I'm definitely some context here, as its been quite a while.
Shreeya, feel free to pitch in. :)
Existing users will probably receive -ENXIO in case to_irq is not
set and wasn't intended to be set.
We are trying to solve the race which happens frequently in cases
where I2C is set as built-in and pinctrl-amd is set as module.

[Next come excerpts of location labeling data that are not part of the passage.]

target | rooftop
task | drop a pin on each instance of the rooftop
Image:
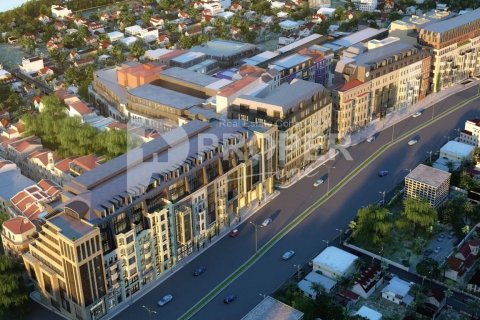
(271, 308)
(335, 259)
(428, 175)
(70, 227)
(452, 23)
(166, 97)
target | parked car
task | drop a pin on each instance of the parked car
(229, 299)
(417, 114)
(234, 233)
(166, 299)
(287, 255)
(412, 142)
(382, 173)
(266, 222)
(198, 271)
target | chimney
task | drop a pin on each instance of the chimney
(51, 163)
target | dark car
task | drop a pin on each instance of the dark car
(199, 271)
(382, 173)
(230, 299)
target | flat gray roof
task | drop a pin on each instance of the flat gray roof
(12, 182)
(381, 53)
(166, 97)
(271, 308)
(453, 23)
(71, 227)
(288, 95)
(189, 76)
(428, 175)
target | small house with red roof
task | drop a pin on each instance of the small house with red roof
(16, 235)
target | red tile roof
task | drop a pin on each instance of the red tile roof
(18, 225)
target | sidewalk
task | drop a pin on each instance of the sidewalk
(311, 167)
(395, 117)
(184, 262)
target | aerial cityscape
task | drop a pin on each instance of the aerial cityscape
(240, 159)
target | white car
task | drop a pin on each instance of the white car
(417, 114)
(166, 299)
(412, 142)
(287, 255)
(266, 222)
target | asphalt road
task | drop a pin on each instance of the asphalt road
(270, 271)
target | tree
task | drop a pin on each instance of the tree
(417, 216)
(373, 226)
(13, 292)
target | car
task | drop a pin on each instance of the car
(166, 299)
(266, 222)
(412, 142)
(198, 271)
(287, 255)
(234, 233)
(229, 299)
(417, 114)
(428, 252)
(382, 173)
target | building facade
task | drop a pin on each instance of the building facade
(429, 184)
(302, 111)
(456, 44)
(128, 227)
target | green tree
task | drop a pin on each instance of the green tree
(373, 226)
(418, 216)
(13, 292)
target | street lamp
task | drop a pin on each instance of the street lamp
(150, 312)
(256, 236)
(383, 196)
(298, 271)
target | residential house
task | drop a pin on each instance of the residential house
(397, 291)
(16, 235)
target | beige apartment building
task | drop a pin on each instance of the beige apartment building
(121, 226)
(302, 110)
(456, 44)
(428, 184)
(391, 76)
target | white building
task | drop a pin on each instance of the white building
(471, 134)
(366, 5)
(133, 30)
(397, 291)
(369, 313)
(31, 65)
(59, 12)
(334, 263)
(115, 36)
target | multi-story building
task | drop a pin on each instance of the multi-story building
(471, 133)
(16, 235)
(428, 184)
(389, 77)
(121, 227)
(302, 110)
(456, 44)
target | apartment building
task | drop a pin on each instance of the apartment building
(391, 76)
(471, 133)
(428, 184)
(121, 227)
(455, 43)
(302, 111)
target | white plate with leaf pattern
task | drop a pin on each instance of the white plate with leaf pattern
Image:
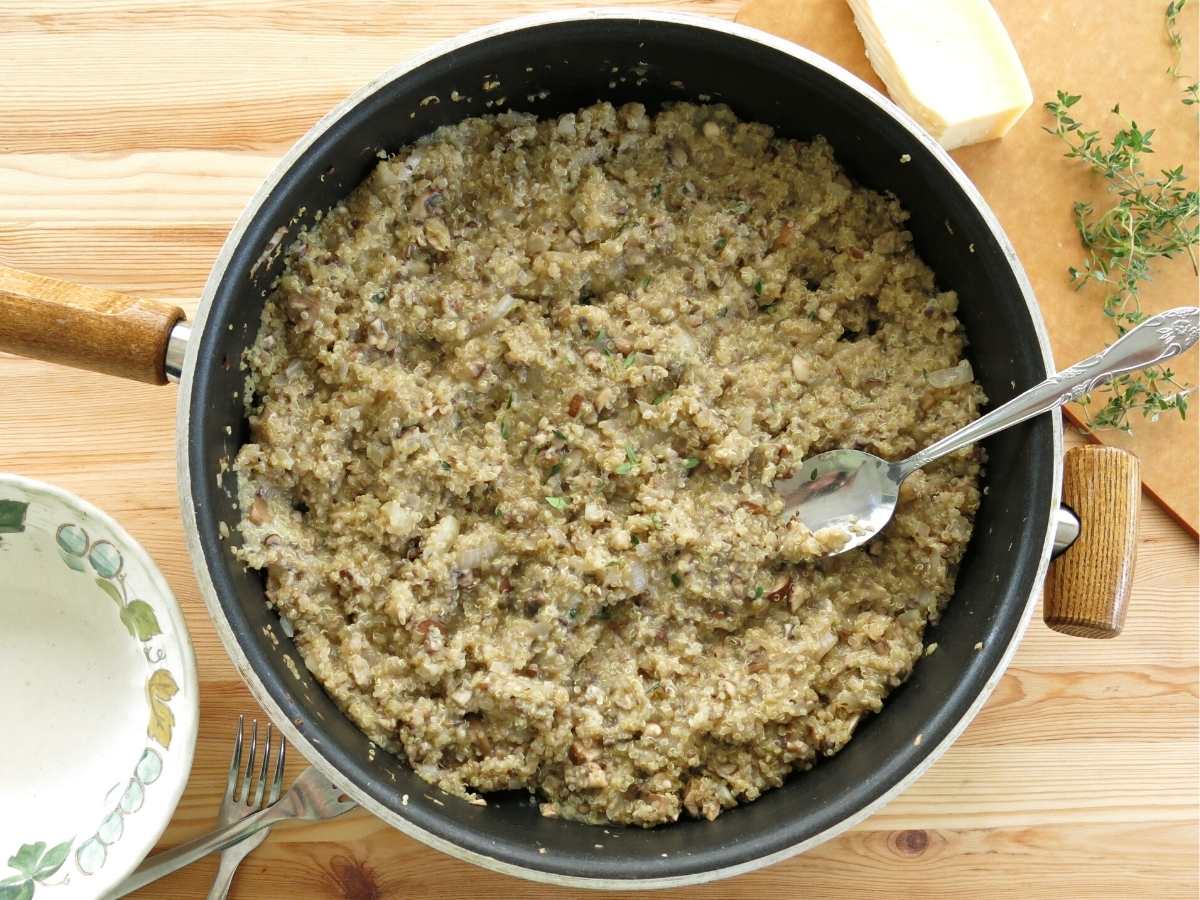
(99, 690)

There is no dependency between I2C and pinctrl-amd, while pinctrl-amd is
still trying to set the gc irq members through gpiochip_add_irqchip, I2C
calls gpiod_to_irq() which leads to returning -ENXIO since gc->to_irq is
still NULL
There have also been cases where gc->to_irq is set successfully but
other members
are yet to be initalized by gpiochip_add_irqchip like the domain
variable which is
being used in .to_irq() and ultimately leads to a NULL pointer
dereference as Gabriel
mentioned. I am working on a fix which would use mutex to not let gc irq
members
be accessed until they all have been completely initialized.
I2C calls gpiod_to_irq through the following stack trace
kernel: Call Trace:
kernel: gpiod_to_irq.cold+0x49/0x8f
kernel: acpi_dev_gpio_irq_get_by+0x113/0x1f0
kernel: i2c_acpi_get_irq+0xc0/0xd0
kernel: i2c_device_probe+0x28a/0x2a0
kernel: really_probe+0xf2/0x460
kernel: driver_probe_device+0xe8/0x160
and pinctrl-amd makes gc visible through gpiochip_add_data_with_key()
Thanks,
Shreeya Patel
This is one of the races we saw in gpiochip_add_irqchip, depending on
the probe order. The gc is already visible while partially initialized,
if pinctrl-amd hasn't been probed yet. Another device being probed can
hit an -ENXIO here if to_irq is yet uninitialized or enter .to_irq() and
oops. Shreeya's patch workarounds the first issue, but is not a
solution for the second.
There is another patch that has been flying around to address the Oops.
https://lkml.org/lkml/2021/11/8/900
She's been working on a proper solution for that one, which might
actually address this too and replace the current patch. Maybe you
could help us get to a proper solution there? I'm quite unfamiliar with
this code myself :)